The interrogator who wrote the book published it under the pen name Matthew Alexander, for security reasons. The author wrote the book as a pseudonymous officer in the US Air Force who had served for fourteen years. Alexander's real name has been sealed by court order by the District of Columbia District Court. Alexander makes television appearances under his pseudonym.
According to Jeff Stein, writing in The Washington Post, the author's real name was Anthony Camerino, a Major in the United States Air Force Reserve.
In an op-ed published in The Washington Post, Alexander wrote that after his arrival in Iraq in 2006 he found:

The Army was still conducting interrogations according to the Guantanamo Bay model: Interrogators were nominally using the methods outlined in the U.S. Army Field Manual, the interrogators' bible, but they were pushing in every way possible to bend the rules – and often break them.

The author has stated that when the Pentagon vetted the book they initially made 93 redactions.

I sued the Department of Defense first to review the book and then to argue the redactions, because they had redacted obvious unclassified material, things that I had taken straight out of the unclassified field manual and also some items that were directly off the Army's own website.
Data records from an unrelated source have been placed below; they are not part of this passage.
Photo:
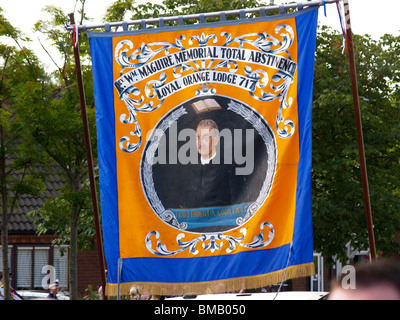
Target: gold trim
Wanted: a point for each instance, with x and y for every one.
(210, 287)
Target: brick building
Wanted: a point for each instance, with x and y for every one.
(29, 254)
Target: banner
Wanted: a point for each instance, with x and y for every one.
(204, 146)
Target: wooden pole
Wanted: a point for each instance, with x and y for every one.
(89, 156)
(360, 139)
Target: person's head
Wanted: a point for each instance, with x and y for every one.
(207, 138)
(378, 280)
(54, 288)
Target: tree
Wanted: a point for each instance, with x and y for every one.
(338, 209)
(55, 123)
(19, 73)
(338, 206)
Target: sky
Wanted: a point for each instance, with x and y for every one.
(367, 16)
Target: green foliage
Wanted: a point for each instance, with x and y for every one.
(338, 204)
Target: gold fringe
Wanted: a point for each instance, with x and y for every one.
(211, 287)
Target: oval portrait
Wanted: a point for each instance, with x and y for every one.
(209, 164)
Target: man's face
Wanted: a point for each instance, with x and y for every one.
(207, 139)
(55, 290)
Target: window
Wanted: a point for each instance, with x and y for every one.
(317, 281)
(61, 265)
(26, 262)
(41, 259)
(24, 267)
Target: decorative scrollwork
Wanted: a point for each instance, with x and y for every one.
(212, 242)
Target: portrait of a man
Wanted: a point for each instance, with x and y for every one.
(205, 189)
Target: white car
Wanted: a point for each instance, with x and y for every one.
(284, 295)
(39, 295)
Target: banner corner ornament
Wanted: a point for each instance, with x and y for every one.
(204, 148)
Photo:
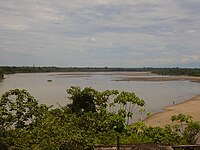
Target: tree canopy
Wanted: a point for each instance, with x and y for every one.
(92, 118)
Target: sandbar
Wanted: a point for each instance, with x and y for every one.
(190, 107)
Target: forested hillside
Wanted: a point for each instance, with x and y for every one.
(91, 119)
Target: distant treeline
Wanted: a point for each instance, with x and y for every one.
(160, 71)
(28, 69)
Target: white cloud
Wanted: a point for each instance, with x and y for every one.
(116, 32)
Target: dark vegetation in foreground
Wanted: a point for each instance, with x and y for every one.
(161, 71)
(1, 74)
(92, 118)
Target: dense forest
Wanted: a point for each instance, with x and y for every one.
(91, 119)
(160, 71)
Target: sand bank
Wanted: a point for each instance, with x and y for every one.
(190, 107)
(161, 78)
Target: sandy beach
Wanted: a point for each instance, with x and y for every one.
(189, 107)
(160, 78)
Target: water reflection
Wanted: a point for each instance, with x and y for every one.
(156, 94)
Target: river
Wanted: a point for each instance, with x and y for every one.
(156, 94)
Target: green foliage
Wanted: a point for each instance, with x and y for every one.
(88, 99)
(187, 128)
(96, 118)
(177, 71)
(1, 73)
(17, 109)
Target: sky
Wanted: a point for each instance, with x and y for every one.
(100, 33)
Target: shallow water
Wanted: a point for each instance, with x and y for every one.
(156, 94)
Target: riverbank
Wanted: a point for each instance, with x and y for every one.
(161, 78)
(189, 107)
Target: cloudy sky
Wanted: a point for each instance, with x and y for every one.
(112, 33)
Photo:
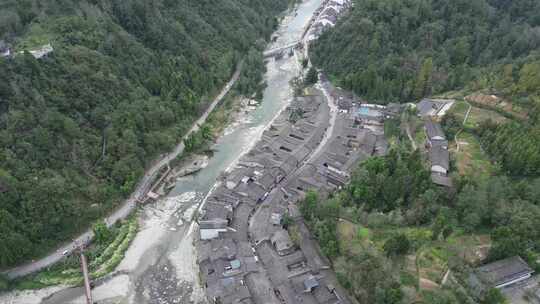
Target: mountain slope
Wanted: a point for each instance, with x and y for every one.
(389, 50)
(124, 82)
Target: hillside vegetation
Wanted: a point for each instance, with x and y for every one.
(124, 83)
(391, 50)
(394, 236)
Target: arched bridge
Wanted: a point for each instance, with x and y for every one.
(275, 51)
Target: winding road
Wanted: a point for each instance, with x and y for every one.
(128, 205)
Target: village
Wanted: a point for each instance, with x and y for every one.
(245, 254)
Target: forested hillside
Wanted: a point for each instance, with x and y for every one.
(123, 84)
(399, 236)
(392, 50)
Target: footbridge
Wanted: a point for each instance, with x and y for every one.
(278, 50)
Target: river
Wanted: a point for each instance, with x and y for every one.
(160, 265)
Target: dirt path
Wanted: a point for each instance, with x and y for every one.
(129, 205)
(413, 142)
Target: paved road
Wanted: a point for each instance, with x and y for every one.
(129, 205)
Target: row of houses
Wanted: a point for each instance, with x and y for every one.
(229, 264)
(298, 272)
(246, 254)
(439, 157)
(436, 141)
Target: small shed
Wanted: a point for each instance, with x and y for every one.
(282, 242)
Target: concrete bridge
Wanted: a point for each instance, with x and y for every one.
(276, 51)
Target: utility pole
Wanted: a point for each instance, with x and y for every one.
(84, 267)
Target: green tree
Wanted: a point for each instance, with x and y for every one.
(312, 76)
(494, 296)
(102, 233)
(397, 245)
(423, 80)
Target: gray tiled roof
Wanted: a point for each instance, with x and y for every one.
(433, 129)
(503, 271)
(439, 156)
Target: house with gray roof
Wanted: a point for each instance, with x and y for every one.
(433, 130)
(440, 160)
(282, 242)
(499, 274)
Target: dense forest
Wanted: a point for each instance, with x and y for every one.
(389, 50)
(402, 51)
(123, 84)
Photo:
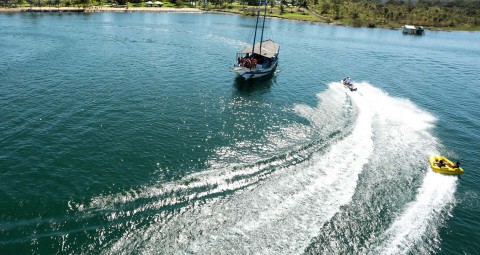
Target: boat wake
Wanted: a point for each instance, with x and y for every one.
(302, 190)
(422, 217)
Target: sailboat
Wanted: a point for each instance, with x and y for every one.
(259, 59)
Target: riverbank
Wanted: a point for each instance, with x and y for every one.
(99, 9)
(299, 14)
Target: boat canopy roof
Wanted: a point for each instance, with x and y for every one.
(269, 49)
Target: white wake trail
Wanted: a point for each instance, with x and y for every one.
(279, 215)
(432, 205)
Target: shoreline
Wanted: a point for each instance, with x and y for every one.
(99, 9)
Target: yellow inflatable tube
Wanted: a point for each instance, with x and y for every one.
(442, 165)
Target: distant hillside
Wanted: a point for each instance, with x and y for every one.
(454, 14)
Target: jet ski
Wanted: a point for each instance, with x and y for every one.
(440, 164)
(348, 84)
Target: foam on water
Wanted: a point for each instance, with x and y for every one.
(432, 205)
(278, 215)
(278, 204)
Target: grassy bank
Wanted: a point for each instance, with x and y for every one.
(433, 15)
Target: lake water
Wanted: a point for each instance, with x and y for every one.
(127, 133)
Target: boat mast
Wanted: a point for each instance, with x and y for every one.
(255, 36)
(263, 25)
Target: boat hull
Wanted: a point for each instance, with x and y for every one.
(347, 86)
(254, 73)
(447, 169)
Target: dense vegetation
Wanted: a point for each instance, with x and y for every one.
(432, 14)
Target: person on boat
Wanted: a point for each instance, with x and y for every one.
(441, 163)
(457, 165)
(248, 62)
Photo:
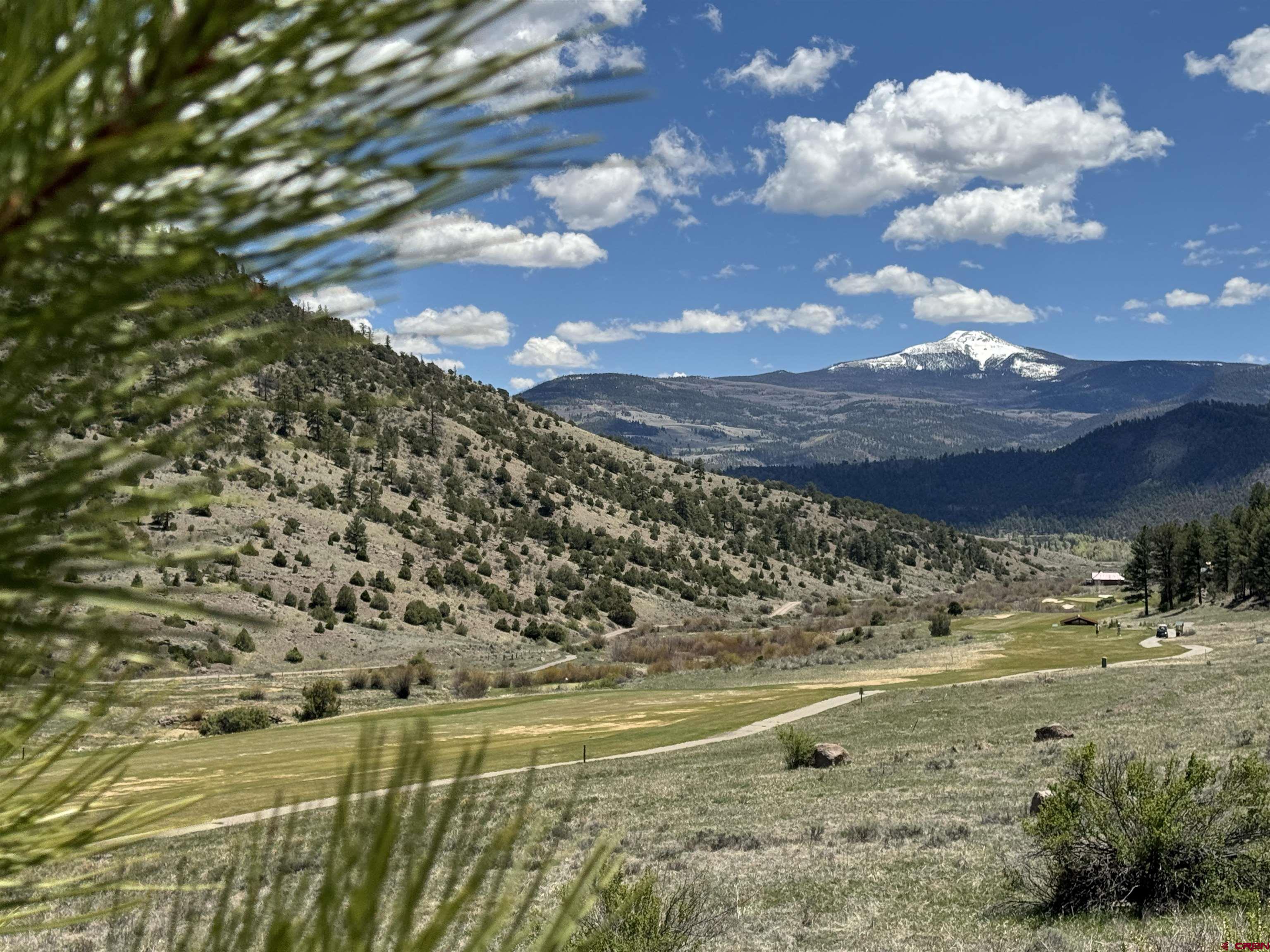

So, eventually they acquiesced on eighty of the ninety-three redactions.

Alexander is an outspoken opponent of torture. He refutes the effectiveness of torture for interrogation, citing its negative long-term effects such as recruiting for Al-Qaeda. He also argues that torture is contrary to the American principles of freedom, liberty, and justice, and that should they resort to torture, American interrogators become the enemy they serve to defeat. Similar arguments have been made by other former interrogators from the U.S. military, FBI, and the CIA, including Colonel Steven Kleinman. In an interview with human rights lawyer Scott Horton for Harper's Magazine, Alexander said

The American public has a right to know that they do not have to choose between torture and terror. There is a better way to conduct interrogations that works more efficiently, keeps Americans safe, and doesn't sacrifice our integrity. Our greatest victory to date in this war, the death of Abu Musab Al Zarqawi (which saved thousands of lives and helped pave the way to the Sunni Awakening), was achieved using interrogation methods that had nothing to do with torture. The American people deserve to know that.

Alexander described Marc Thiessen's 2010 book Courting Disaster, which defended the use of torture (referred to euphemistically as enhanced interrogation techniques), as "a literary defense of war criminals".